Em segundo lugar, no entanto, acho que Gilberto está efetivamente convencido de que a reeuropeização implica também ambigüidades antidemocráticas em um sentido bastante preciso, representando, nesse aspecto particular, antes um atraso que um progresso digno de ser assimilado. É que a relativa flexibilidade sociológica do sistema que quebrava a rigidez das contraposições entre senhor e escravo implicava também a possibilidade de absorção de tradições culturais diversas daquela do elemento dominante.
Com a reeuropeização do Brasil, o primado cultural não despótico do português, que não só admitia como até estimulava compromissos e acomodações com as tradições culturais dominadas, foi substituído pela dominação do absolutamente superior pelo absolutamente inferior. As leis citadinas da primeira metade do séc. XIX documentam incontável número de sanções, algumas absurdas, contra valores não-europeus ou rurais. Comportamentos, como diziam os jornais da época, "que nos fariam parecer selvagens aos olhos dos europeus", o nosso ubíquo "panopticum", todo vigilante e cioso, desde então (Freyre 1936: 426, 433, 462, 464). A estigmatização de valores portugueses, mouros, judeus e negros, que no fim do séc. XVIII já eram "brasileiros", seria uma conseqüência dessa nova e rígida hierarquia valorativa. Para além da estigmatização, Gilberto pensa na criminalização de ritos e festas africanas como a capoeira, por exemplo, que foi proibida pela polícia, ajudando sua transformação, na época, de jogo e dança em arma de vingança e revolta.

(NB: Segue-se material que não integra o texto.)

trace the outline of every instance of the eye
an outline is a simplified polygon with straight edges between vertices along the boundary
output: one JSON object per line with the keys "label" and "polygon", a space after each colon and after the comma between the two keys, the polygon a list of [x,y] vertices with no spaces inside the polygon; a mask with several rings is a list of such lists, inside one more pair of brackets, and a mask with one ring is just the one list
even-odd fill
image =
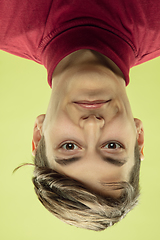
{"label": "eye", "polygon": [[60,148],[67,150],[67,151],[73,151],[73,150],[79,149],[79,147],[75,143],[72,143],[72,142],[65,143],[65,144],[61,145]]}
{"label": "eye", "polygon": [[117,150],[119,148],[124,148],[123,145],[121,143],[117,143],[117,142],[109,142],[105,145],[103,145],[103,148],[107,148],[107,149],[113,149],[113,150]]}

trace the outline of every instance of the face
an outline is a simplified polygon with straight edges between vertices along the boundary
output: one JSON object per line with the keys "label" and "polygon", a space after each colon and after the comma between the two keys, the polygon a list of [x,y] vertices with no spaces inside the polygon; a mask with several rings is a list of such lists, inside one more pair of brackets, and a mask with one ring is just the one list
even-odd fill
{"label": "face", "polygon": [[53,82],[43,134],[51,168],[119,196],[105,183],[129,181],[137,138],[122,78],[99,66],[67,70]]}

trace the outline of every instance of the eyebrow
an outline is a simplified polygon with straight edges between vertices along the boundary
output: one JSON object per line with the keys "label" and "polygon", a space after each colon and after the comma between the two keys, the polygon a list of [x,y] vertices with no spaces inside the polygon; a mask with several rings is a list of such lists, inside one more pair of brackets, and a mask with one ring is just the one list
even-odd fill
{"label": "eyebrow", "polygon": [[[77,162],[78,160],[80,160],[82,157],[72,157],[72,158],[58,158],[58,157],[55,157],[55,161],[56,163],[60,164],[60,165],[69,165],[73,162]],[[115,166],[118,166],[118,167],[121,167],[123,166],[127,160],[126,159],[114,159],[114,158],[111,158],[111,157],[104,157],[102,156],[102,159],[103,161],[105,162],[108,162],[108,163],[111,163]]]}

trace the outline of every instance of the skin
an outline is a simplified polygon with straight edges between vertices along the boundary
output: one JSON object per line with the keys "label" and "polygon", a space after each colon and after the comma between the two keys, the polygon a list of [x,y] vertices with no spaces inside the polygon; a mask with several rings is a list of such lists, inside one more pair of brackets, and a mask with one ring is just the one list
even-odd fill
{"label": "skin", "polygon": [[[95,109],[75,103],[95,100],[108,102]],[[133,118],[124,76],[110,59],[91,50],[76,51],[57,65],[47,113],[34,125],[33,155],[42,134],[50,167],[102,195],[120,194],[105,183],[129,181],[136,141],[143,159],[143,125]],[[75,157],[68,164],[58,162]]]}

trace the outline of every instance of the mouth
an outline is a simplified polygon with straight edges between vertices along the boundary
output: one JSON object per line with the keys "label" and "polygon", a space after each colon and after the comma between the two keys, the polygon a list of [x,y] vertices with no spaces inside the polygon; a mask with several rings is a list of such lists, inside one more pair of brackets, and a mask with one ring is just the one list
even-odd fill
{"label": "mouth", "polygon": [[77,101],[74,102],[78,106],[82,108],[87,108],[87,109],[96,109],[96,108],[101,108],[104,104],[110,102],[110,100],[104,101],[104,100],[95,100],[95,101]]}

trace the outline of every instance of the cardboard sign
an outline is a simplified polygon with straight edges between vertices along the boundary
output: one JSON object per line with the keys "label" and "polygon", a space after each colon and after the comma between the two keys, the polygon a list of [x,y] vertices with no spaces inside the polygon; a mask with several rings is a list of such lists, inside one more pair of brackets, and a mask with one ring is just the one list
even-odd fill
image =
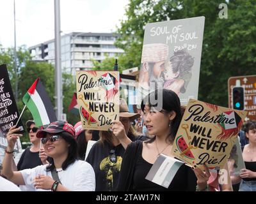
{"label": "cardboard sign", "polygon": [[204,20],[200,17],[146,25],[140,97],[164,88],[179,94],[182,105],[197,99]]}
{"label": "cardboard sign", "polygon": [[76,84],[83,128],[108,130],[119,120],[119,72],[77,71]]}
{"label": "cardboard sign", "polygon": [[[4,135],[9,129],[16,124],[20,114],[12,92],[6,66],[0,66],[0,129]],[[24,133],[24,127],[19,120],[17,127],[20,133]]]}
{"label": "cardboard sign", "polygon": [[191,166],[221,168],[229,157],[247,112],[190,99],[172,154]]}
{"label": "cardboard sign", "polygon": [[145,178],[168,188],[177,171],[183,164],[181,161],[161,154],[151,167]]}

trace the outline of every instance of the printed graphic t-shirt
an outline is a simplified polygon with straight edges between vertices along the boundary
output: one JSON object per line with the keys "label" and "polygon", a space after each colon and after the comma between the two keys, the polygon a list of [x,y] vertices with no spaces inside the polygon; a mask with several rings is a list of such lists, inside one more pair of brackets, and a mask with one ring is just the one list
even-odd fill
{"label": "printed graphic t-shirt", "polygon": [[123,146],[116,147],[107,142],[97,142],[92,147],[86,161],[93,168],[96,177],[96,191],[115,191],[121,169]]}

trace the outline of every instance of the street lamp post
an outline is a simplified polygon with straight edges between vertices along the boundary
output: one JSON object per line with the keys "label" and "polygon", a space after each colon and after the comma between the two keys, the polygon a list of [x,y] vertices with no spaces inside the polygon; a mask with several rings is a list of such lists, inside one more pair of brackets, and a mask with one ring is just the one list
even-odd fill
{"label": "street lamp post", "polygon": [[60,0],[54,0],[55,34],[55,105],[58,120],[61,119],[63,112],[62,73],[61,60],[60,8]]}

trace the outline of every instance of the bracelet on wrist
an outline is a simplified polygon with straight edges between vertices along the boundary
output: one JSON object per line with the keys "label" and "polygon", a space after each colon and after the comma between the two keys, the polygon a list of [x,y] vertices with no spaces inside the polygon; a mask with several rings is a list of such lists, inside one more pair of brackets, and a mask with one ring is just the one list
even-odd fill
{"label": "bracelet on wrist", "polygon": [[57,187],[58,187],[58,186],[59,185],[59,184],[60,184],[60,182],[58,180],[54,181],[54,182],[52,184],[52,188],[51,190],[52,191],[56,191],[57,190]]}
{"label": "bracelet on wrist", "polygon": [[209,191],[209,185],[208,185],[208,184],[206,185],[205,188],[204,188],[204,189],[199,189],[198,185],[196,185],[196,191]]}
{"label": "bracelet on wrist", "polygon": [[13,154],[13,152],[14,152],[14,150],[12,150],[12,152],[9,152],[7,150],[7,148],[5,149],[5,153],[6,153],[6,154]]}

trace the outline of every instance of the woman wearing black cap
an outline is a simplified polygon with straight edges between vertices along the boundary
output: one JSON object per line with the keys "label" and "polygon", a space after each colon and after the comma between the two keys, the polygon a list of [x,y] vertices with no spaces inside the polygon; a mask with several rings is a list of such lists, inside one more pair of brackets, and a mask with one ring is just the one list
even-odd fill
{"label": "woman wearing black cap", "polygon": [[42,148],[40,152],[40,139],[36,137],[39,128],[36,127],[33,120],[28,120],[26,125],[28,127],[30,142],[33,145],[27,148],[21,155],[17,166],[18,171],[48,163],[44,148]]}
{"label": "woman wearing black cap", "polygon": [[[32,168],[42,164],[47,164],[47,156],[44,152],[44,149],[40,149],[40,139],[36,137],[36,133],[39,128],[36,127],[33,120],[28,120],[26,122],[30,142],[33,145],[28,147],[22,152],[20,160],[17,165],[18,171],[23,170],[27,168]],[[26,191],[27,189],[25,186],[20,186],[22,191]]]}
{"label": "woman wearing black cap", "polygon": [[45,153],[52,159],[49,164],[13,171],[12,157],[19,128],[12,127],[7,133],[8,147],[3,163],[3,174],[17,185],[26,185],[28,191],[94,191],[95,174],[91,165],[77,160],[77,145],[72,125],[64,121],[52,122],[40,130]]}

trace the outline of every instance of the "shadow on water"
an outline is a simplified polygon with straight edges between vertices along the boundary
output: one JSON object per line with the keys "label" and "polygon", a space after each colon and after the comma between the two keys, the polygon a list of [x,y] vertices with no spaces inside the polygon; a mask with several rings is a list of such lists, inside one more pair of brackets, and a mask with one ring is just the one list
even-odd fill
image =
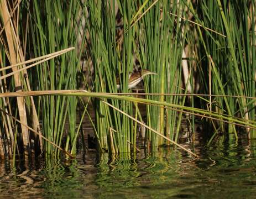
{"label": "shadow on water", "polygon": [[72,160],[20,162],[15,169],[6,161],[0,164],[0,197],[254,198],[255,145],[198,145],[198,159],[163,148],[118,159],[91,151]]}

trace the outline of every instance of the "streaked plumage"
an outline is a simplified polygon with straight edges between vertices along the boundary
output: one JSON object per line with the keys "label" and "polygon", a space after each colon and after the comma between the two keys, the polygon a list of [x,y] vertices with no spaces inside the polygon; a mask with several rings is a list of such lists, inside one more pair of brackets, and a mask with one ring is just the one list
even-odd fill
{"label": "streaked plumage", "polygon": [[[143,79],[144,77],[148,75],[157,75],[157,74],[145,69],[129,74],[128,89],[136,86]],[[117,77],[116,80],[117,90],[120,90],[120,78]]]}

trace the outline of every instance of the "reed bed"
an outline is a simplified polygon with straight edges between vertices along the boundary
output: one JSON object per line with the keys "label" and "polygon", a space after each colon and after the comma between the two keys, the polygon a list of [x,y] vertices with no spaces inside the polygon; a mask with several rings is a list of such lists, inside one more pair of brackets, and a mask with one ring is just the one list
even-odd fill
{"label": "reed bed", "polygon": [[[148,151],[180,147],[187,114],[209,144],[256,138],[254,0],[0,3],[2,158],[74,157],[85,119],[109,154],[136,153],[139,125]],[[128,89],[140,69],[158,74],[142,93]]]}

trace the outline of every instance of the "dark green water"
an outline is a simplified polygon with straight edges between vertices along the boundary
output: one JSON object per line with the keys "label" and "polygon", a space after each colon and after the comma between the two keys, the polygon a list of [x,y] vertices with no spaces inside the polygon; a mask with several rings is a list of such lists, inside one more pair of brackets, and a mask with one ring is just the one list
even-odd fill
{"label": "dark green water", "polygon": [[0,198],[254,198],[255,145],[198,145],[198,159],[161,149],[112,160],[90,152],[72,161],[20,163],[15,170],[2,162]]}

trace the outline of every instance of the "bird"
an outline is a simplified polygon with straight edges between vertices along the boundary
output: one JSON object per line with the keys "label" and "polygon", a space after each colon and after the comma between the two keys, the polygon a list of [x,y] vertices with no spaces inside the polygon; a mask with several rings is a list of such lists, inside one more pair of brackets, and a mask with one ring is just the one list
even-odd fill
{"label": "bird", "polygon": [[[139,70],[129,73],[128,89],[132,88],[136,86],[143,79],[143,77],[148,75],[158,75],[157,73],[151,72],[148,70]],[[116,77],[117,88],[118,90],[121,90],[120,77],[122,77],[122,74]]]}

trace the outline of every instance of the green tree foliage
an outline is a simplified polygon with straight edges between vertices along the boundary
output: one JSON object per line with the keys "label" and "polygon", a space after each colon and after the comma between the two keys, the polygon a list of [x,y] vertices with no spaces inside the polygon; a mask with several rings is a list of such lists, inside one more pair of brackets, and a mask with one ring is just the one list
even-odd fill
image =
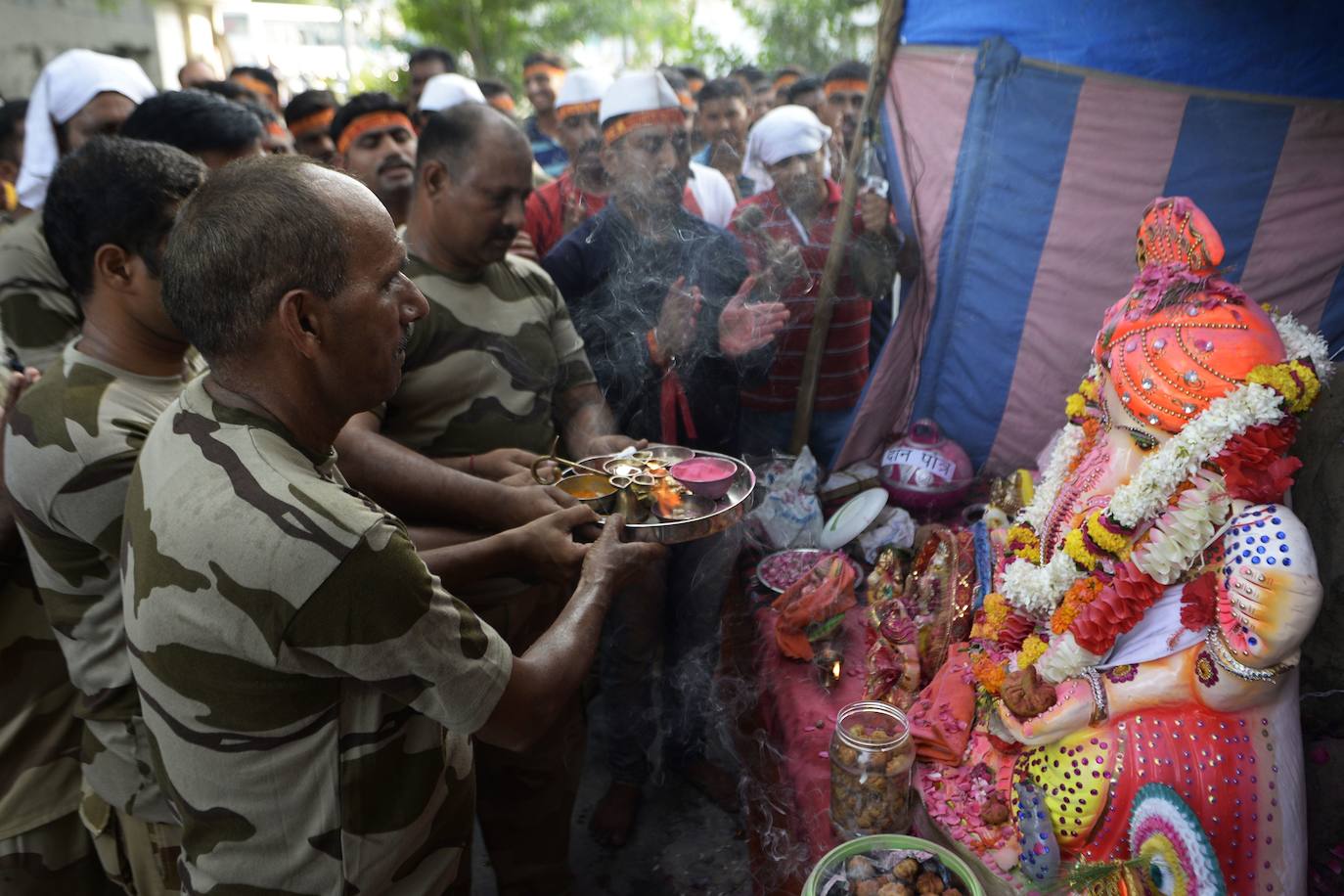
{"label": "green tree foliage", "polygon": [[875,0],[732,0],[761,35],[755,60],[770,71],[802,66],[824,73],[841,59],[867,59],[876,32]]}

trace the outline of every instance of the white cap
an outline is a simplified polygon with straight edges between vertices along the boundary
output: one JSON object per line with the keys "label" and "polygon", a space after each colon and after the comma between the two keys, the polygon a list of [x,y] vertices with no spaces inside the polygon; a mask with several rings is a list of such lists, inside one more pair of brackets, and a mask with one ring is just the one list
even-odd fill
{"label": "white cap", "polygon": [[38,75],[24,118],[19,168],[19,201],[26,207],[42,208],[60,157],[51,122],[66,124],[101,93],[120,93],[138,106],[159,91],[134,60],[93,50],[67,50]]}
{"label": "white cap", "polygon": [[657,71],[628,71],[602,94],[602,126],[617,116],[657,109],[681,109],[668,79]]}
{"label": "white cap", "polygon": [[434,75],[425,82],[425,93],[421,94],[421,111],[442,111],[464,102],[478,102],[485,105],[485,94],[481,86],[465,75],[444,74]]}
{"label": "white cap", "polygon": [[560,91],[555,94],[555,107],[582,106],[599,102],[612,79],[593,69],[574,69],[564,75]]}

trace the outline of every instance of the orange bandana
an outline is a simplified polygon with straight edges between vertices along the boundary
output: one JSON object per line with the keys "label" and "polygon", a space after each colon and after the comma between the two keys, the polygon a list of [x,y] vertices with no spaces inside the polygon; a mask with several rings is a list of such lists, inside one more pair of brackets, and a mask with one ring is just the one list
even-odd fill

Muito do "tropicalismo" gilbertiano tem a ver com essa noção de pluralidade cultural que ele tanto admirava na colonização portuguesa tanto aqui como na Ásia. Sua idéia básica nesse particular vincula tanto preocupações universalistas quanto culturalistas. Do universalismo lhe interessa manter a abertura a novas orientações e valores, uma permanente flexibilidade e abertura ao estranho. Do culturalismo ele pretendia retirar um princípio hierarquizador que, ao mesmo tempo que possibilitasse a expressão do múltiplo, permitisse um lugar no qual a reflexão do que merecesse assimilação pudesse ser diferenciado do mero modismo ou da mera necessidade arrivista daqueles ansiosos por ascensão social, e portanto por critérios de diferenciação de status sem relação com verdadeiro e sóbrio aprendizado cultural. Sua preocupação "ecológica" tem a ver com a continuação de uma tradição luso-brasileira de contato intercultural que, a seus olhos, nada tinha a ver com atraso ou com o particularismo míope.
Se voltarmos nessa altura a reexaminar o argumento de Anthony Marx e sua crítica a Gilberto, podemos perceber alguns pontos interessantes. Primeiro, podemos afastar a crítica de um quadro róseo do período colonial brasileiro e de uma "escravidão humanitária", sem dúvida uma contradição em termos. Depois, e mais importante, podemos procurar tentar responder a questão sem resposta para Marx: afinal, de onde vem a tremenda eficácia da ideologia da democracia social? Por que as pessoas no Brasil, e entre elas especialmente os negros, acreditam nela?
Anthony Marx parte, como vimos, de um argumento funcional e institucional para avaliar comparativamente os diversos resultados da forma que a discriminação racial assume: são as necessidades de garantir solidariedade e estabilidade interna indispensáveis para a construção do Estado nacional de tipo moderno. Ele examina as tradições culturais e históricas distintas apenas para concluir pela ausência de seu peso heurístico específico (Marx 1987: 78). No entanto, talvez fosse interessante nos demorarmos um pouco mais nesse aspecto.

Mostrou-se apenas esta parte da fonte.